На всех дорогах мгла - страница 8



Но это не приносило облегчения. Недавние схватка и отблеск уличного фонаря на лезвии ножа все еще стояли у них перед глазами.

И, словно далекая грозовая туча, чернела память о далекой войне.

– Я был в Афганистане, но это не главное в моей жизни, – ответил Черский. – Нет в этом ничего особенного, нас таких десятки тысяч. Я уже и не помню, что там чувствовал, как это все проживал. Можно сказать, что я всю жизнь жил так, как считаю нужным. Потом оказался на войне и действовал там так, как привык. Иногда это приносило пользу, иногда вред, а много для каких случаев я и сам не знаю, чем все закончилось. Потом я снова оказался в мирной жизни и продолжаю жить как привык. Вот и сейчас действовал как привык, а война тут ни при чем. Не было бы войны – все равно я бы то же самое сделал. Понимаю, что выглядит необычно. Но это потому, что у меня военное образование.

– По тебе видно.

– По мне еще не видно. Вот был у нас полковник, сирота, он с десяти лет в Суворовском училище. Никакой другой жизни вообще не видел. Вот у него была закваска, какая мне и не снилась. У меня среди преподов были боевые офицеры, но даже близко похожих на него не было. Ни разу не слышал, чтобы он даже голос повысил. Просто прибывал в расположение части – и это было достаточно. Не знаю насчет боеспособности, но порядок у него стоял такой, что моджахеды даже сунуться боялись.
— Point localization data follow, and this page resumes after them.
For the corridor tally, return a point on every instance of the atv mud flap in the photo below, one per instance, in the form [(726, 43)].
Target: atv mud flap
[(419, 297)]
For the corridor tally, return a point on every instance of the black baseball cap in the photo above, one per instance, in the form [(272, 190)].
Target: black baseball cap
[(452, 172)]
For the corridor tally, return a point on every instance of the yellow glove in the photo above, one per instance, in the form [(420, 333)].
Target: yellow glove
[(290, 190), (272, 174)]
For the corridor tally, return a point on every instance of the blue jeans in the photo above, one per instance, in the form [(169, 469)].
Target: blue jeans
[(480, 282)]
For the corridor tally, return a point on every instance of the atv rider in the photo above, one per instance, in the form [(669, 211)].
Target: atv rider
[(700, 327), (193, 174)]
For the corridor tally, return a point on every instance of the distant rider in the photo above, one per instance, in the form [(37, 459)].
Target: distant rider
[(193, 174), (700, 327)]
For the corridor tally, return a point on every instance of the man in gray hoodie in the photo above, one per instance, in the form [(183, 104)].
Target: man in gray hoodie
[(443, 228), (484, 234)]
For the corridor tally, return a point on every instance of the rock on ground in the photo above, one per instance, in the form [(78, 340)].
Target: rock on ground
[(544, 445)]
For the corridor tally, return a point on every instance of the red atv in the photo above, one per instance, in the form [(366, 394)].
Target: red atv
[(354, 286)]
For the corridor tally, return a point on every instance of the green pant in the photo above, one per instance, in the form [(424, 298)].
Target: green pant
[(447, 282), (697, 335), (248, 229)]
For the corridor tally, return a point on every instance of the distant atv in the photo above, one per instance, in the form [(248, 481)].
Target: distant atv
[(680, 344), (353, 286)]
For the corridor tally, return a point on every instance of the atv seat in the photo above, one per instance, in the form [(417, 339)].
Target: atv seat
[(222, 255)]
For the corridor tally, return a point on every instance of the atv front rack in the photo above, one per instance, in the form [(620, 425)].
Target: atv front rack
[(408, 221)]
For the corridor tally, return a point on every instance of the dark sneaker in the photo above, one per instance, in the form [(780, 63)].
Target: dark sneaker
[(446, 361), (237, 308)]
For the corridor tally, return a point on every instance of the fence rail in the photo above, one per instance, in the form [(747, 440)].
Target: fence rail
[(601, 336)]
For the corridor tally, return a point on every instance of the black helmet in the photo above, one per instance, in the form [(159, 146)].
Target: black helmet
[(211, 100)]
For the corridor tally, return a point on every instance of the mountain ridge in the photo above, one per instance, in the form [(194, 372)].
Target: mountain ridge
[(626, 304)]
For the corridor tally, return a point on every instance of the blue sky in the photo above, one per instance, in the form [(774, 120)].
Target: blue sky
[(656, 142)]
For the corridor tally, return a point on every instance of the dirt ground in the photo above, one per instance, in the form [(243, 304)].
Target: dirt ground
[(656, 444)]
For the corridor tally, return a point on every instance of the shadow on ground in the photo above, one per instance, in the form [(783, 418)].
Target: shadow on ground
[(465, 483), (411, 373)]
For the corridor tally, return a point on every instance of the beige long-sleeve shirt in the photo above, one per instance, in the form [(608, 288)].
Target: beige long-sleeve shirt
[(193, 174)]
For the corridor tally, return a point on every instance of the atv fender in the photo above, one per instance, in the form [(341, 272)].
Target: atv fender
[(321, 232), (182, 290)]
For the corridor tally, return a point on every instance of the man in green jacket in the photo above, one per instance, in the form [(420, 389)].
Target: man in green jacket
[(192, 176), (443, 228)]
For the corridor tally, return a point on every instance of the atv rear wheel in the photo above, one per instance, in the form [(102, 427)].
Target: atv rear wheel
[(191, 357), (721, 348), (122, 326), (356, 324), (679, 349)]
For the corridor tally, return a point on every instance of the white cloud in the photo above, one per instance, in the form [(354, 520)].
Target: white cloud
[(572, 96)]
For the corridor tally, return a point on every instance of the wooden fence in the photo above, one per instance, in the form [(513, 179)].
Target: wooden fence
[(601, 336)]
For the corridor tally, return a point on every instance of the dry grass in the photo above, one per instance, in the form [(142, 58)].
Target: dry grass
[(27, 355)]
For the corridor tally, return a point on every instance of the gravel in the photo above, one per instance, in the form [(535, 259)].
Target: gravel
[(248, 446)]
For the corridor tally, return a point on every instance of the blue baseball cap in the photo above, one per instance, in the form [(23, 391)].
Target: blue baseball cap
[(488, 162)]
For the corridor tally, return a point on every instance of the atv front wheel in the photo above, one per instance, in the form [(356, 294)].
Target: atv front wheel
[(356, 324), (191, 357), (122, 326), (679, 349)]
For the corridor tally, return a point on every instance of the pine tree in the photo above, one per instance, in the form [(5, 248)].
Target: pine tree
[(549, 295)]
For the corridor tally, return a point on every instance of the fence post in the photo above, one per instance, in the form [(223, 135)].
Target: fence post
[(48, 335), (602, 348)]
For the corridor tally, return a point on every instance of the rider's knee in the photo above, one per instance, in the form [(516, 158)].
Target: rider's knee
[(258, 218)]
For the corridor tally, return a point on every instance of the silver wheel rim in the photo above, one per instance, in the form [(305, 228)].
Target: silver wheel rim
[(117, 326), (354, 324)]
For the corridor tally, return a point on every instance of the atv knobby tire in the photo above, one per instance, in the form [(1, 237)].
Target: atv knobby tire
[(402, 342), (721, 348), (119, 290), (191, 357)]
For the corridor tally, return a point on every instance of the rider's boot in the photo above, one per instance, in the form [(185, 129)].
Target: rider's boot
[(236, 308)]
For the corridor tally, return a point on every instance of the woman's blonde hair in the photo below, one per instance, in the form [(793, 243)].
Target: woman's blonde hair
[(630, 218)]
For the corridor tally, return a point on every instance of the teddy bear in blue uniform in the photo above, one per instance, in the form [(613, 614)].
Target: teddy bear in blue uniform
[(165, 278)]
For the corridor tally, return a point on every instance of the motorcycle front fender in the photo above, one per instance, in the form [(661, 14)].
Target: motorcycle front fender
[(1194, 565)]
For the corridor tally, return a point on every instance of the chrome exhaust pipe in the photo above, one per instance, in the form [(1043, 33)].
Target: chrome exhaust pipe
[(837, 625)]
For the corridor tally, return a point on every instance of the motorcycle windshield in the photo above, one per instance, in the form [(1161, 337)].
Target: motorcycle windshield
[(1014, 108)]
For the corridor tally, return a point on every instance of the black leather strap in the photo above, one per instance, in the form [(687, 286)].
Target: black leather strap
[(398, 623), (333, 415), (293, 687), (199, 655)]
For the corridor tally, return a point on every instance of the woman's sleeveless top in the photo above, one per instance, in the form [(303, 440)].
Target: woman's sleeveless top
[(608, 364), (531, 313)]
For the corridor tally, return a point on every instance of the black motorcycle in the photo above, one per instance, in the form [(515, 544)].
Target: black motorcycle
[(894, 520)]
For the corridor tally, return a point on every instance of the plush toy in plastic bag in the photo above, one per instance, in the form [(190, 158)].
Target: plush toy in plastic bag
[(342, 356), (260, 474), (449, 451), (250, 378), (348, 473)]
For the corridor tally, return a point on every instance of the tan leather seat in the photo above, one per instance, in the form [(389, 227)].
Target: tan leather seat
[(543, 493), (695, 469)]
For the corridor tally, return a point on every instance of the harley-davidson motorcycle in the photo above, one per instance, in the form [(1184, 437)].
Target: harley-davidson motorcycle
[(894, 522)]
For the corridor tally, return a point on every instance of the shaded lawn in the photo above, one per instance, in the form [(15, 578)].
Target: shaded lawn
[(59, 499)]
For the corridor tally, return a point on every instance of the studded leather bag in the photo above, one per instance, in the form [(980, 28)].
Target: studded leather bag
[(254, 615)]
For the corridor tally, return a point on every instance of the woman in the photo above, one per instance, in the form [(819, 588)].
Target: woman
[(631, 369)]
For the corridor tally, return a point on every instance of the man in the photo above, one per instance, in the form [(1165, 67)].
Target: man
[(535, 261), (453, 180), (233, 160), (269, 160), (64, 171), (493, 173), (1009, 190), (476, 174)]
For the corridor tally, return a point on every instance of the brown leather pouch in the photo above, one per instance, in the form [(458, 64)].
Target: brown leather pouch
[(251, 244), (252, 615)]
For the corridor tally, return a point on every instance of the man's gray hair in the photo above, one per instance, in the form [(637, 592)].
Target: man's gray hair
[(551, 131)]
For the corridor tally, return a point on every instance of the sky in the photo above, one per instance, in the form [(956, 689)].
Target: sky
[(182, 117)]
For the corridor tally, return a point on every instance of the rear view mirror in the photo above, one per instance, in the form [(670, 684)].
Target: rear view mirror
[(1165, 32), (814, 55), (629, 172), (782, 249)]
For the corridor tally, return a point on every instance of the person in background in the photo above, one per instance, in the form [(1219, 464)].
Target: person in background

– Не думаю, что смогла бы подружиться с таким человеком. Но интервью взять было бы интересно.

– Я бы и сам его взял, но он где-то в Подмосковье сейчас живет, все контакты потерялись. Даже не в курсе, вышел ли он в отставку.
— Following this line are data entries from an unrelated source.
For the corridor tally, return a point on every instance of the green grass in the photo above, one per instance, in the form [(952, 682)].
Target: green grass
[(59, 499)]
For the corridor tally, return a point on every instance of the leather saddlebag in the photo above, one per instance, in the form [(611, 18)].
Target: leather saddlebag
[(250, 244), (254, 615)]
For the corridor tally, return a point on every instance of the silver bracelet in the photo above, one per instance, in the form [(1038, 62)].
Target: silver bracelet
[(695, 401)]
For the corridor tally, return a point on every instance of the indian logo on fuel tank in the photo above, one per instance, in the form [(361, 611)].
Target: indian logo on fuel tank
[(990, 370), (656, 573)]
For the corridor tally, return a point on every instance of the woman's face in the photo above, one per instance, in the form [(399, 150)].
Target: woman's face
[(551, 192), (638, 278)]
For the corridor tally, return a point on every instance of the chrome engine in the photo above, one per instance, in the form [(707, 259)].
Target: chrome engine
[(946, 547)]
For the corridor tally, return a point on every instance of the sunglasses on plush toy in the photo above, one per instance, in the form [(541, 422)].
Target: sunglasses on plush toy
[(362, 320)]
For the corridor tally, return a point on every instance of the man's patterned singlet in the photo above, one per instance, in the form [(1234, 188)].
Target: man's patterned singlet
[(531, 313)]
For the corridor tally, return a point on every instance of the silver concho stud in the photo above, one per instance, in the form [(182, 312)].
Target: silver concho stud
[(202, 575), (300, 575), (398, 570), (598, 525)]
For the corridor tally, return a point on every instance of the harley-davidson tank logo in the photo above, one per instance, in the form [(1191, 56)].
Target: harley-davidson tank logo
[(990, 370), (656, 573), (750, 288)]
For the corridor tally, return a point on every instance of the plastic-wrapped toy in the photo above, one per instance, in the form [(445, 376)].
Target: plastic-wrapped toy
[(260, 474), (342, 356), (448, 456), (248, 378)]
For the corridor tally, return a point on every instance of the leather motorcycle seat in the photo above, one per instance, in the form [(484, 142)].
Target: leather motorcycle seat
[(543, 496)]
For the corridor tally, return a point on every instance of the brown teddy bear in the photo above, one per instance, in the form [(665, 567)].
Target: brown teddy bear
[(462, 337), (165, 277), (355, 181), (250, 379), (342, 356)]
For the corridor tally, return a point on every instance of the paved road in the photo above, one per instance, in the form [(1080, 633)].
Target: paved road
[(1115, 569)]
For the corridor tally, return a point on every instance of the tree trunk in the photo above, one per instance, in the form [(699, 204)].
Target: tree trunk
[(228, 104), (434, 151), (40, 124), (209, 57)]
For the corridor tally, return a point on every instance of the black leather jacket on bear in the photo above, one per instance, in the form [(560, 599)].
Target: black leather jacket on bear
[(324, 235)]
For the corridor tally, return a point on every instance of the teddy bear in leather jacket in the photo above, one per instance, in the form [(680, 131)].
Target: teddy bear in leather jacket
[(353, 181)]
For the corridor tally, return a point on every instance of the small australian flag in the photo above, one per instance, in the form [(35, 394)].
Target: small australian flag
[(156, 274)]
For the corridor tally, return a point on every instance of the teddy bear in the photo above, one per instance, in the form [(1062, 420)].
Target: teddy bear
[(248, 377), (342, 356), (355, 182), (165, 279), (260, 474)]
– Если для тебя это важно, – Нэнэ опустила глаза, – то я сама не знаю, что об этом думать. Войны я боюсь, наверное, как все женщины.

Черский почувствовал, что слова опять подкатили к горлу. Наверное, из-за этого он и пошел в журналисты – потому что надо было куда-то девать эти слова, которые сразу шли абзацами и колонками.

Он надеялся, что рано или поздно научится производить слова под любую заданную тему, будет с ходу писать когда угодно и о чем угодно. Этого пока не произошло. Слова лились по любому проблемному поводу – но опусы неинтересные, вроде этого, про бомжей, приходилось писать по предложению за раз.

– Я не слышу никакой разницы мнений, – заговорил он. – Сейчас про Афганскую войну все говорят примерно одно и то же: и популярные московские журналы, где много глянца и дорогих шлюх, и наши местные дурачки вроде Баковича, и даже наш бесконечно далекий Съезд народных депутатов в своих важнейших резолюциях. Знать бы, откуда такое единомыслие нарисовалось, кто это придумал, а потом им в головы вколотил… Все говорят одно и то же: якобы плохие старики из политбюро втравили хороших молодых парней в плохое дело. Вот и наделали парни некоторых безобразий. Хорошая схема, соглашусь. Нам, тем, кто там служил, она очень хорошо лижет где надо и отпускает все неизбежные грехи. Но я осмеливаюсь пользоваться своей головой, понимаешь? Я говорю это трезвым, и потому можешь быть уверена в моем спокойствии: я просто осмеливаюсь пользоваться своей головой. Мои глаза видели, мое сердце чувствовало, а мои мозги запомнили совсем другое: может быть, плохие старики пытались руками не очень хороших парней сделать в общем-то не такое и плохое дело? Может, и не надо было страну этим моджахедам отдавать вместе с жителями?

– И осталась обида, что дело провалилось?